The transuranic waste sitting at the Separations Process Research Unit in Schenectady County. N.Y. could head to the Idaho National Laboratory starting in fiscal 2024 to be prepped for final shipment to the Waste Isolation Pilot Plant in New Mexico, according to the Department of Energy’s fiscal year 2022 budget request.
Processing of the Separations Process Research Unit (SPRU) transuranic (TRU) waste at Idaho will then take place between fiscal years 2024 and 2025, according to the Joe Biden administration’s justification for the nearly $7.6 billion request for DOE’s Office of Environmental Management.
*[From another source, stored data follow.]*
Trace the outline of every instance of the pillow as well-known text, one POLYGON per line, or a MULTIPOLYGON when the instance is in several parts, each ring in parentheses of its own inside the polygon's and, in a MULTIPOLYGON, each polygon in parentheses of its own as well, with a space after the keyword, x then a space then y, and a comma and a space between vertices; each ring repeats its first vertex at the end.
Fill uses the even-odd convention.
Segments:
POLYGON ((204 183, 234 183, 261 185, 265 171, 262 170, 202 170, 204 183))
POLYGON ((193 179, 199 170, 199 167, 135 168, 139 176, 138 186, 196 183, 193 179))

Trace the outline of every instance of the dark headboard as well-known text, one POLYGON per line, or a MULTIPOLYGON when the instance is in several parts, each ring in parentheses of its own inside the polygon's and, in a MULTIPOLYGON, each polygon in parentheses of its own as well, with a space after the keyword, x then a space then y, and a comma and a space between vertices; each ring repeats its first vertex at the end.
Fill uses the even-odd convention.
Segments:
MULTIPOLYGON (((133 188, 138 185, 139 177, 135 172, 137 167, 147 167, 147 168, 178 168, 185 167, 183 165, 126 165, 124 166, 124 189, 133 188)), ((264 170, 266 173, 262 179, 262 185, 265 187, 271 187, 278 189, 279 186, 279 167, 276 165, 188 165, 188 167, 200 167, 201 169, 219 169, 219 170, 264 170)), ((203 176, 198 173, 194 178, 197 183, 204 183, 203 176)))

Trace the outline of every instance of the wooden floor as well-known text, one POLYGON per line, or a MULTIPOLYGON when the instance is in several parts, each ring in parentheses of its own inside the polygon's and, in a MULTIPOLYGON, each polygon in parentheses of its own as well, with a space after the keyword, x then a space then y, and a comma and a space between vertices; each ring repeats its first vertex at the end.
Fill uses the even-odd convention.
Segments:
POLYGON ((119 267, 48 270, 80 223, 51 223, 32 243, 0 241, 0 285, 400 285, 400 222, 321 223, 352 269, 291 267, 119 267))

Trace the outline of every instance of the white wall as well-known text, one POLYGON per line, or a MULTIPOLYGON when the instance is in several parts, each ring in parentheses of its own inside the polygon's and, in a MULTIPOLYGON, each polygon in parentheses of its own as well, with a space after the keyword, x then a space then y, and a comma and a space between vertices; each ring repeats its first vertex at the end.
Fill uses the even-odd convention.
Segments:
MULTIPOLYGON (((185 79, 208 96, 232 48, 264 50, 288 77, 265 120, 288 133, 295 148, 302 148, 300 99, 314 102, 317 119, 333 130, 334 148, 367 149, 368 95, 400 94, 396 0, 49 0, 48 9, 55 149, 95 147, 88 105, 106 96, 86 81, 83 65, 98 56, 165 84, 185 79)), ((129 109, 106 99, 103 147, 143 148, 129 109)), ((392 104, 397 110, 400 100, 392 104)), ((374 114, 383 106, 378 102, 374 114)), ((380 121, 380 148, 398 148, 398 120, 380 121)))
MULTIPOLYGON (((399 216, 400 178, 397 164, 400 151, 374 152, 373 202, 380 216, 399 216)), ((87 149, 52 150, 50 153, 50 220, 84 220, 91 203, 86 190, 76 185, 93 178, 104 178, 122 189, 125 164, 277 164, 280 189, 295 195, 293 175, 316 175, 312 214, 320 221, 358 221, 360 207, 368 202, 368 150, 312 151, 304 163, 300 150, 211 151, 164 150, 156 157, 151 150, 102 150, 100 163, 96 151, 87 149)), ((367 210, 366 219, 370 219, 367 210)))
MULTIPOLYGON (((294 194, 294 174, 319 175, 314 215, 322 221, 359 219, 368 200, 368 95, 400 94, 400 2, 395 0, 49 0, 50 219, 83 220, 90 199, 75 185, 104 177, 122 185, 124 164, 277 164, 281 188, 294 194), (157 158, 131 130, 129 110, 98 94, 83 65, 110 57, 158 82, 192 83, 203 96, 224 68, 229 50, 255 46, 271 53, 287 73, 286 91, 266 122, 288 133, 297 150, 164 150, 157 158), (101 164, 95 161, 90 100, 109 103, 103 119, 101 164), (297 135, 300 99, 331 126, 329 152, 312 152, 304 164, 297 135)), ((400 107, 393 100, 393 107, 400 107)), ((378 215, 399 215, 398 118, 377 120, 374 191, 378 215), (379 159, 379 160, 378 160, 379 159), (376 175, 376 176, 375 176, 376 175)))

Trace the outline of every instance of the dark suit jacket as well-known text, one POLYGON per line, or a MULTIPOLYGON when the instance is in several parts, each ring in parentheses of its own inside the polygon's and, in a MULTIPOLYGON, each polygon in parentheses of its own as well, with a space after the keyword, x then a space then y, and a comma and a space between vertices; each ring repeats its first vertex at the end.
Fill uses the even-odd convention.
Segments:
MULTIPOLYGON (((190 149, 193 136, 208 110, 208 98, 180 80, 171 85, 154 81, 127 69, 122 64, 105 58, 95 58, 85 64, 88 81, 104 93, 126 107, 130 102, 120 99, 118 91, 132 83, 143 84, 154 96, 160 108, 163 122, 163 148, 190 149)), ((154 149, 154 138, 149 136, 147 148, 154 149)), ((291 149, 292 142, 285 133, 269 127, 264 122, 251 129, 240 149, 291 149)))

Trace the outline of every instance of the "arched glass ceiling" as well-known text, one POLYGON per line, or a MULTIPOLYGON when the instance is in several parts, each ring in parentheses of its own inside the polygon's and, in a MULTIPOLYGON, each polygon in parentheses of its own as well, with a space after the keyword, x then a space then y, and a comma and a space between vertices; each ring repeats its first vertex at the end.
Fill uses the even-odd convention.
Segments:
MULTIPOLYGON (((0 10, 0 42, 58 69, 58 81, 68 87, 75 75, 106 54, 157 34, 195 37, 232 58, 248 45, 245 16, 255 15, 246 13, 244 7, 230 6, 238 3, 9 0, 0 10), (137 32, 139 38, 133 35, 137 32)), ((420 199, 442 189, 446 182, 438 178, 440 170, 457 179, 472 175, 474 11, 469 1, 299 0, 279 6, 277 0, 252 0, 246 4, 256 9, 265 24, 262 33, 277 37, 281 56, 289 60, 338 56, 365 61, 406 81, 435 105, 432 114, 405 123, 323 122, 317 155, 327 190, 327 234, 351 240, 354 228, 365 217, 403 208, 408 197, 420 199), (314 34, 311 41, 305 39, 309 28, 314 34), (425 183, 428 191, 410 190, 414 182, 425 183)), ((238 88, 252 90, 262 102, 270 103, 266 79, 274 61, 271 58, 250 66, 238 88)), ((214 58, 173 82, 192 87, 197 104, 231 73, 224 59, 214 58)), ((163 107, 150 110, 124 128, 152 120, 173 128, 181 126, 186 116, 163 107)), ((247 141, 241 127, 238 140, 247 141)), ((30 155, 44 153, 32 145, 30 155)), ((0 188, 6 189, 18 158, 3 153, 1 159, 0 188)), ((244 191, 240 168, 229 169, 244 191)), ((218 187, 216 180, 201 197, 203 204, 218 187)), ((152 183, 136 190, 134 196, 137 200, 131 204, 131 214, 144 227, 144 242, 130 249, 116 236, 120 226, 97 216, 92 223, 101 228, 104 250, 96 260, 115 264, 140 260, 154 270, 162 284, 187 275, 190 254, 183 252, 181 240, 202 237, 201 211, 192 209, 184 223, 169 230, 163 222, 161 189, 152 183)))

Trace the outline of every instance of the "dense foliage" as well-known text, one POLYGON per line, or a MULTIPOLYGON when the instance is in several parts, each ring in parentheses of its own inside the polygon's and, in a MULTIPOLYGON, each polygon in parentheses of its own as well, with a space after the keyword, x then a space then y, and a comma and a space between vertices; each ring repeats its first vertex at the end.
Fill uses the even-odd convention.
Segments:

DOE had expected to start moving the TRU waste, now held outdoors in Conex boxes at the New York site, to Idaho in 2020 and 2021. The DOE did not respond by press time Thursday to a query about why the process is taking longer than once expected.
While DOE transferred ownership of the SPRU property back to the Office of Naval Reactors in December, some cleanup work remains at the Knolls Atomic Power Laboratory property and SPRU is again budgeted for $15 million in the fiscal year starting Oct. 1, just as it was for fiscal 2021.
Treatment, processing, certification and shipment of up to half of the transuranic waste at SPRU is planned to be part of a nationwide indefinite delivery-indefinite quantity basic ordering agreement task order for waste treatment with DOE. That order should be in place by the end of fiscal year 2021, according to the budget justification.
Remaining chores include moving the TRU off-site, and removal of equipment from an area next to the former H2 Building, DOE has said. The TRU waste is from building sumps and old SPRU processing equipment.
There are two-dozen containers of TRU waste, or possible TRU waste, stored onsite at SPRU under a permit by the New York Department of Environmental Conservation. Some of the material, if found not to be transuranic, could be headed to a low-level radioactive waste site, according to budget material.
The roughly 15-acre SPRU site is located within the larger 170-acre Knolls Atomic Power Laboratory in Niskayuna, N.Y. SPRU housed a pilot plant used in the 1950s to research and develop the means of separating plutonium and uranium from irradiated uranium.